I’d split hairs even further: I can live with silent protest around the sides and back of the room. Protestors being on stage – making them co-equal with the professors and ensuring that students who want to direct all their attention to the professor cannot do so – is over the line. Kudos to the prof who refused to lecture under those circumstances.
A second video in which students in the audience yell at the protesters. It gets interesting at the 7:00 minute mark.
https://www.youtube.com/watch?v=Sgyb8dH5vFQ
The Economist has a piece on the protest.
white cisheteropatriarchy? :-??
Maybe we need to come up with an abbreviation or acronym for this terrible group…how about WCHP? Don’t be a tool of the WCHP!
Clearly a lot of the students don’t appreciate having their class hijack by the protesters. If Reed doesn’t get a grip on the situation, the student vs student situation can quickly get out of hand.
If you do not want to take Hum 100, do not go to Reed.
My D is a Freshman at Reed and witnessed this firsthand. Humanities 110 has been a Freshman requirement at Reed since the 1940s, every living grad under the age of 90 took it. A wonderful continuity, I think, though the texts required have evolved over the years. The lectures are given by various faculty members, and then the students break into groups of 16 or so to discuss the texts. The leaders of these small groups also heard the same lecture as the students, at least on days when malcontents are not wrecking the class.
Hum 110 meets MWF. and the first week both Monday and Friday lectures were cancelled. However, the class members were able to break into their small groups and discuss the material. Epic of Gilgamesh, and current texts are Egyptian poetry. (Perhaps the protesters had forgotten that Egypt is in Africa, or maybe never learned it. Were they going to lectures last year and reading the texts? Or griping and shouting then as well?)

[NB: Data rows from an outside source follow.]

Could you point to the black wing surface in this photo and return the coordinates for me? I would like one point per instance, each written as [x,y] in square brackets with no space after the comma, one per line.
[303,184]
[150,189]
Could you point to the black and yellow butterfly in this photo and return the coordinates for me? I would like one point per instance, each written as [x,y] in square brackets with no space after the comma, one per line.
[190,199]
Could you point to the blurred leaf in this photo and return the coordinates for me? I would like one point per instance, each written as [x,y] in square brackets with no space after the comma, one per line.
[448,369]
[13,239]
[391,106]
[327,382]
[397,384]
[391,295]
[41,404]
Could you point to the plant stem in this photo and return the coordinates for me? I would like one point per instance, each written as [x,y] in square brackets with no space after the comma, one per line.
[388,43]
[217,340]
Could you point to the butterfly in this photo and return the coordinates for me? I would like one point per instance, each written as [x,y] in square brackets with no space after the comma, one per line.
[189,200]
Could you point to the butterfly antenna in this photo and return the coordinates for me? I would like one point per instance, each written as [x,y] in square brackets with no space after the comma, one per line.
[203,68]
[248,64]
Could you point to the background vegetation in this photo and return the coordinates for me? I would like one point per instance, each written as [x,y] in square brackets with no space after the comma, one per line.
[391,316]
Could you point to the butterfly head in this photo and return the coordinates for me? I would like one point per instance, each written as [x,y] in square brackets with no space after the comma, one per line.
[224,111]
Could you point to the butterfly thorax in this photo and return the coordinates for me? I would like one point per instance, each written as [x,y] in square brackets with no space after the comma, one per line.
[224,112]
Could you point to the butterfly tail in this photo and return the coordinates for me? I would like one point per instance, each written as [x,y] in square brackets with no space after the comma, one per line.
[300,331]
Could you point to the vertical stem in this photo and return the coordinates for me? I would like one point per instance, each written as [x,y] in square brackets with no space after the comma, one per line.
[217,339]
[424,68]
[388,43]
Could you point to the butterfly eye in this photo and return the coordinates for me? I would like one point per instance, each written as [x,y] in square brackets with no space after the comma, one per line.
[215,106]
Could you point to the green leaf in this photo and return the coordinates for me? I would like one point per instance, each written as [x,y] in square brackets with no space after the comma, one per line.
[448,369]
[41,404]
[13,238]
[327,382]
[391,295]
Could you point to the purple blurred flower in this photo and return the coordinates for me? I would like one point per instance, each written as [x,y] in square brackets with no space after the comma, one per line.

Every Reed Freshman was either in the auditorium or in an overflow room. (Reed had a bigger than average yiled this year, as have many other colleges from what I read on CC). The consensus of Freshman (at least by anecdote) was that the protesters should remain outside and hold up signs, and continue to dialogue with staff, rather than disrupt the classes. Maybe the protesters should have gone to different colleges, like the ones with open curricula, like Smith, Brown, etc.
From communication from the college President to parents of students, I would say I have complete confidence that Reed staff will (or already have) get the situation under control.